PASCO — To understand the successes of Kamiakin running back Tuna Altahir, one must realize that the end of the 2018 season was, to him, a low point.
It wasn’t necessarily the team’s 6-5 season, in which it was the Mid Columbia Conference’s top 3A finisher before bowing out of the state tournament in the first round as a 15-seed. Altahir knew he had to hold himself to a higher standard.
“I didn’t like how my season ended, so I just kept going hard to get better for this year,” Altahir said. “I didn’t like the way I performed. I just felt like I could have done better.”
That drive that pushed Altahir, or “Big Tuna” as his teammates call him, landed him in the weight room right without a break after his sophomore season ended. Now, as a junior, he’s reaping the benefits.
Altahir, a third-year starter, leads the MCC in yards (1,216), yards per carry (7.6) and touchdowns (14) and has been perhaps the most reliable part of Kamiakin’s high-scoring offense. That’s also come with a cost, as opposing defenses are specifically prioritizing schemes to thwart his production. In a 10-7 loss to Chiawana, Altahir was bottled up by nonstop blitzes, forcing the Braves to go to the air.
But before Tuna’s name made headlines, before he put the state on notice with his junior campaign, Kamiakin head coach Scott Biglin recalls seeing Altahir as a standout on the middle school team with athleticism and stature that clued him into the fact that perhaps one day he’d be a feature back on Kamiakin’s varsity team.
“He’d touch the ball seven times and score seven touchdowns,” Biglin said.
As a freshman he ran for 764 yards and nine touchdowns and as a sophomore he amassed 840 yards and 11 touchdowns. He earned second team all-league honors each year.
Entering his junior season, he had college football on his mind and knew he needed to take the next step. Altahir upped his lifts per week, which crescendoed with five per week over the summer. He worked with a track coach in the spring on his running form, which is partly why despite gaining 15 pounds of muscle — he’s 6-foot and a sturdy 215 — Altahir has also gotten a step faster.
“His weight room work ethic was off the charts,” Biglin said.
And he noticed a different almost immediately.
“During spring ball I was like, ‘oh wow,’ ” Altahir said. “When we started hitting I felt so much more powerful, I could explode more.’ “
Opposing coaches have taken notice, too. Chiawana coach Steve Graff said this year Altahir runs harder and has been noticeably harder to take down, seldom hitting the turf on first contact.

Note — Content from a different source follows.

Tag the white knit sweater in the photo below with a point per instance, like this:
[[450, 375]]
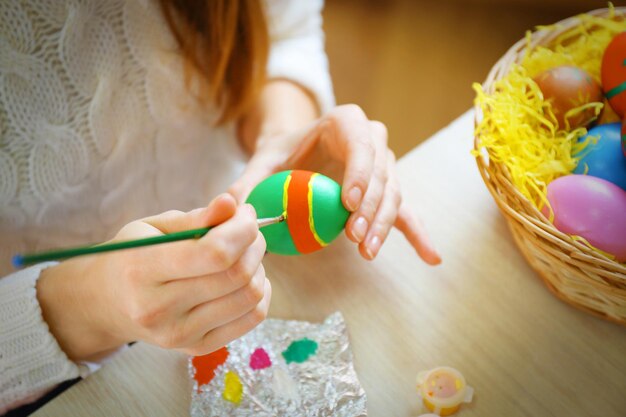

Though he’s without an offer, his recruiting has picked up steam. He’s heard from several Pac-12 schools.
For now, Kamiakin’s postseason prospects hinge in large part on Altahir’s ability to produce, just has he has for much of the season. To preserve his body, Biglin limits the amount of hits he takes in practice
“He’s taking a beating every game,” Biglin said. “We look at his wear and tear, he has a big future ahead of him.”
NO QUESTION WHO IS CLEAR FAVORITE IN 1A, 1B
The stage was set for the 1B state title game rematch at Odessa High School in what would be the Tigers’ toughest challenge of the regular season.
Quickly, recalling shades of last December in the Tacoma Dome, Odessa boat-race No. 2 Almira-Coulee-Hartline 92-6 to extend its winning streak to 21 games despite its starting quarterback Camden Weber missing the game with a concussion. It led 64-6 at halftime.
As Odessa trounces through opponents at what appears to be at a higher clip than last year, the team has made clear their mantra all season: do not let off the gas pedal against anybody.
“Just play the game as hard you can every single play,” Nelson said. “That’s the first thing we look at when we go to film. Are you taking plays off? Are you relaxing? It’s contagious, kids don’t want to be the one kid in film. In 8-man you can’t hide kids out there.”
Odessa isn’t the only team as an established clear title favorite in its classification. The Royal Knights have been on a similar tear at the 1A level.
No. 1 Royal (8-0) has shut out its last four opponents by a combined 206-0 and has posted six shutouts entering a Week 9 matchup against College Place.
That begs the question: Will either team be genuinely challenge within their own classifications?